Rugby faces a serious problem, particularly Irish rugby. The debate over professionalism in women’s football and how the lack of full-time contracts is hampering Ireland before they even step onto the pitch against a team as talented, well-trained and, well, professional, as England, continues to rage. What about the issue of player safety? Owen Doyle points out in his column today that it’s not safe to put amateurs on the same playing field as full-time pros. Utilizing both scrum and force running through a player’s spine, as well as the issue of high tackling, which threatens both sides but tends to be more prevalent in a team under cosh and therefore more unruly, it argues that aside from a results perspective, Troy’s relentless effort required to close the gap on the pitch creates unnecessary risks to player safety. In today’s other rugby column, Gerry Thornley says “going a long way” at the prospect of a “next gen” URC league which would hurt the recently rejuvenated AIL.

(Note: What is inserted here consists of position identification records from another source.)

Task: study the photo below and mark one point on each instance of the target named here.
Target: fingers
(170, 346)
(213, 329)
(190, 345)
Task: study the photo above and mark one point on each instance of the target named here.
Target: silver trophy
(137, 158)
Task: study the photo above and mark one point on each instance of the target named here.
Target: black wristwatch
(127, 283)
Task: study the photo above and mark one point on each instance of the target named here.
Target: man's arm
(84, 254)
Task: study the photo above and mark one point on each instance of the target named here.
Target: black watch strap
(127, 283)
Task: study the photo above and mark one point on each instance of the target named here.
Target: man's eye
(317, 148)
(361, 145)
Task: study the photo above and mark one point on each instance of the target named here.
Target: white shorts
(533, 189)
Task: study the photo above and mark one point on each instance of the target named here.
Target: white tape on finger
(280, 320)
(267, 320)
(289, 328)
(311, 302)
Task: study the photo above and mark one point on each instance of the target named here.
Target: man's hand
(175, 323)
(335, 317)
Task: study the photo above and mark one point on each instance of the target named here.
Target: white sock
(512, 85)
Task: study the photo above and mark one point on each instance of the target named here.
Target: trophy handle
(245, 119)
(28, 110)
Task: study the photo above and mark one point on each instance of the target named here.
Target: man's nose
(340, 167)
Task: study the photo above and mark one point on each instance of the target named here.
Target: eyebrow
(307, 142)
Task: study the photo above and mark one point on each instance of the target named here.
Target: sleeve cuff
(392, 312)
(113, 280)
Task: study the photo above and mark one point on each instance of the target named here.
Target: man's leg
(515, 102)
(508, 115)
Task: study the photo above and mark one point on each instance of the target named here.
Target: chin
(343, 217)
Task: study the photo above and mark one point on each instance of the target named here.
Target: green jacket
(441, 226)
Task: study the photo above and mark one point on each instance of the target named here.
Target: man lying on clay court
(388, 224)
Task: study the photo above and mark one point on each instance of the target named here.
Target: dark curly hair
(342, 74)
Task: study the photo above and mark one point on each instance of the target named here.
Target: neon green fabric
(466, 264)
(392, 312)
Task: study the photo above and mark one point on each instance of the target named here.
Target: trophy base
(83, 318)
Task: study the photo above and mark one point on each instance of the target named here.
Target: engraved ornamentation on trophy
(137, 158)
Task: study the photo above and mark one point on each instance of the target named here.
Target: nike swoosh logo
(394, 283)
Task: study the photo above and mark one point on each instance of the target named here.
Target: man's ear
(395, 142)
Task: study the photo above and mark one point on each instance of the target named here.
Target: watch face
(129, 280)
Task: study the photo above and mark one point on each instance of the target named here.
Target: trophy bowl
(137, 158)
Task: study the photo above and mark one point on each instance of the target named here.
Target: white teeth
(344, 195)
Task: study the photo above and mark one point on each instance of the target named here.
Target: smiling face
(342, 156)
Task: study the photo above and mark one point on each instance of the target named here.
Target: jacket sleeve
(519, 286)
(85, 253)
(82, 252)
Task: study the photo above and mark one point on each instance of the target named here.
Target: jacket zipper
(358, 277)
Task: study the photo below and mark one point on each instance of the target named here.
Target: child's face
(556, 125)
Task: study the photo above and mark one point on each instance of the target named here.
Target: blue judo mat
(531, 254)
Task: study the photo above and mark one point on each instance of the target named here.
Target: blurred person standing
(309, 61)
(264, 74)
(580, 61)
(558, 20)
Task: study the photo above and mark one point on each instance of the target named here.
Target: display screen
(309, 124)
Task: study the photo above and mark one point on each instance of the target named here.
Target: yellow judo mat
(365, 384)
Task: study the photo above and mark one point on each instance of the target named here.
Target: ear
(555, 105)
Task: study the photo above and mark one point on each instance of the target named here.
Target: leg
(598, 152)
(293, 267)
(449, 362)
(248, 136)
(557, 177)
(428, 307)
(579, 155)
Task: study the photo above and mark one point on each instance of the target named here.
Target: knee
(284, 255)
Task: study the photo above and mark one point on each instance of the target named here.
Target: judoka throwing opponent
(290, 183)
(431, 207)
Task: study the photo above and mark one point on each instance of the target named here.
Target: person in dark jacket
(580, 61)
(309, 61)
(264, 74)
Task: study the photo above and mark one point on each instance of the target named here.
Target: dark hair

Are the Dubs back? Did they ever leave? Kevin McStay believes talent and ability have never gone away during their doomed league campaign: “Dublin have not become a useless team. This was known even as we watched them sink in the league. The question was whether they were still a motivated team. And at Wexford Park, in all fundamental aspects, they ticked the boxes. What we’ve seen is a team getting into championship shape with a daunting level of intent. In other GAA news, Louth’s manager mickey hart and Claire boss Brian Lohan have spoken publicly since about their respective fortunes in last weekend’s Championship action.